Museo del Hombre Dominicano

Santo Domingo, unsurprisingly when you consider its historical denotation, has many museums on offer to the visitor. The 'Museo del Hombre Dominicano' in the Plaza de la Cultura has informative displays on the native tribes, such as the Tano Indians, that used to inhabit the area and there are numerous different masks and other ceremonial items on display. The Modern Art Museum is located a bit further inland, nearby to the National Theatre and houses works by both national and international artists and the 'Museo Bellapart' in the North of the colonial sector has an impressive selection of Dominican Republican and other art, as part of the city's largest private art collection. Also, if you would like to see how the colonial rich lived, the 'Museo de las Casas Reales' display a selection of furniture, treasures and restored traditional rooms for you to gain an insight into their luxurious lifestyle.

Historical sights aside, Santo Domingo still has much to offer in and around the city. There is a large Botanic Garden just outside the city proper, a haven of tranquility and calm just minutes from the buzz of the city. You can take a train ride, stroll through the Japanese Gardens, feast your eyes on an incredible collection of native plants and animals and just generally relax and take in the peaceful ambience. Similar, but closer to the city centre you will find the 'Parque Mirador del Sur', a place of trees, caves and a huge limestone ridge, filled with joggers, cyclists, a dance club in a cave and plenty of fresh juice and snack stands.

Boca Chica

Over on the eastern side of the Ozama river is another natural delight that shouldn't be missed; The 'Parque de los Tres Ojos' or the Park of the Three Eyes, a place of caves, lakes, waterfalls and a little bit of climbing. On an aquatic theme there is also a large aquarium in the city which is open and airy with over 3000 underwater inhabitants. If you fancy seeing these creatures and more a little closer up then Santo Domingo will certainly come up with the goods. Two nearby beaches, Boca Chica and Juan Dolio are both pleasant for bathing and great for scuba diving and idyllically picturesque to boot.

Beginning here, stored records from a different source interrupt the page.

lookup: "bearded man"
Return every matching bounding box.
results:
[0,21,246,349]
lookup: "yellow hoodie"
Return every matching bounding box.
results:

For those of you wishing to venture a little further afield from Santo Domingo during your stay, there are easily organised trips for scuba diving excursions to some of the nearby islands, many of which leave from La Caleta, about half an hour from the city centre of Santo Domingo. About two hours outside the city is the recreated, curious Medieval town of Altos de Chavón, within the city of La Romana. It is the brainchild of a film set designer and an industrialist. Construction began in 1976, complete with Roman style amphitheatre, the venue for a number of events and concerts throughout the years. Even legendary crooner Frank Sinatra has made an appearance.

Santo Domingo has one of the most important histories in all of the Americas and the sights that are there for you to see today are a fascinating testament to this. Furthermore there is a modern day culture and electricity to the city easily felt amongst the ruins and colonial architecture and there are plenty of things to see and do. A trip to Santo Domingo, perhaps combined with a Spanish language course could be one of the best decisions you make!